Ich studiere sein Gesicht. »Wie war das mit Mama? Kannte sie irgendwelche Indianer?«
Das Licht in den Augen meines Vaters erlischt. »Nein«, antwortet er. »Sie hatte Todesangst vor ihnen.«
Styla Nestor, eine angeheiratete Kusine von Gray Wolf Delacour, bringt seine regelmäßigen Alkoholexzesse und seinen unsittlichen Lebenswandel mit dem unsteten Zigeunerleben in Verbindung, das höchstwahrscheinlich darauf zurückzuführen ist, dass Aufseher und Bürger ihn loswerden wollten. Die einzige halbwegs dauerhafte Adresse, die ihr Vetter ihrer Erinnerung nach jemals hatte, war das Staatsgefängnis.

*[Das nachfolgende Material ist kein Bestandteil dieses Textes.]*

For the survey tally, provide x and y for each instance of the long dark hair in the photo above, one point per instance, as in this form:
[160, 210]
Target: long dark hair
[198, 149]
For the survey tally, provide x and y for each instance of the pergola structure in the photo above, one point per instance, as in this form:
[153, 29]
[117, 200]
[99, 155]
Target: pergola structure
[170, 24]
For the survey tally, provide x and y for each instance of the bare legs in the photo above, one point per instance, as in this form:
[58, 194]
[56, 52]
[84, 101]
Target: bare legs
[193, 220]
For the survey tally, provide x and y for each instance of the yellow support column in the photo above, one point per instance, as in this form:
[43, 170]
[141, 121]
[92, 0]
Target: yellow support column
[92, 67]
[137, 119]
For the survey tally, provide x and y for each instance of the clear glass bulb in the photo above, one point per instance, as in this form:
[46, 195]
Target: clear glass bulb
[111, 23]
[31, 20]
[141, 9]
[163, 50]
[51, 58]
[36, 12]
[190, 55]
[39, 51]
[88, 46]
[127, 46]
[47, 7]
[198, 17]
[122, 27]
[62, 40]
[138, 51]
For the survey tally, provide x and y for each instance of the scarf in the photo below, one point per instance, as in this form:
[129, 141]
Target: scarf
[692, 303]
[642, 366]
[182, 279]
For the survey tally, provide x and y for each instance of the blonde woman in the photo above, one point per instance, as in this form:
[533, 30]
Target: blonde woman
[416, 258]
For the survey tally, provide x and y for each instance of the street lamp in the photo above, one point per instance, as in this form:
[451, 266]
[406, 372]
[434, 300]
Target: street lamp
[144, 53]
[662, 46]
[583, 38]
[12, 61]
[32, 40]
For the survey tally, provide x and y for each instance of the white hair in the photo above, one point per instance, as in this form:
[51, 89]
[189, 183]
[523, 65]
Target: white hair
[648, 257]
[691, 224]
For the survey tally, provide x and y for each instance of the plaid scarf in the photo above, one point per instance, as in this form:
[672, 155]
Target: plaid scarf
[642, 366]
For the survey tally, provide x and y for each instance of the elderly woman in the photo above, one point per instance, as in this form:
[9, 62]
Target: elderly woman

Aus den Akten von Abigail Alcott, Sozialarbeiterin
Die Mittagssonne kitzelt mich am Hals. Ich fahre im Bett hoch, sehe auf den Wecker und bin erschrocken. Wieso hat Ruby mich nicht längst geweckt?
Das stete Klopfen des Hammers über meinem Kopf verrät mir, dass Gray Wolf schon auf dem Dach arbeitet, und es gibt so vieles, das ich ihn fragen möchte.
»Kaffee?«, fragt Ruby, als ich in die Küche komme.
»Jetzt nicht.«
»Miz Pike …«, setzt sie an, doch ich bin schon zur Hintertür hinaus.
Ich schirme die Augen mit der Hand ab. »Gray Wolf?«, rufe ich und stolpere rückwärts, als das Gesicht meines Mannes über dem Dachrand auftaucht. »Spencer, was machst du denn da?«
»Die Arbeit zu Ende bringen, die ich von vornherein selbst hätte erledigen sollen.« Er schiebt den Hammer in die Schlaufe hinten an seinem Gürtel und steigt vorsichtig die Leiter hinunter. »Ich hab ihn rausgeschmissen«, sagt er, als er vor mir steht.
»Was … was hat er angestellt?«
»Was hat er nicht angestellt, Cissy?« Spencer zieht ein Blatt Papier aus der Tasche. Es ist der Durchschlag eines fast zwanzig Jahre zurückliegenden Gerichtsurteils, in dem es heißt, dass John »Gray Wolf« Delacour wegen Mordes für schuldig befunden und für fünfundzwanzig Jahre hinter Gitter geschickt wurde. Ein zweites Blatt ist daran geheftet – seine Entlassung auf Bewährung aus dem Staatsgefängnis, datiert auf den vierten Juli dieses Jahres.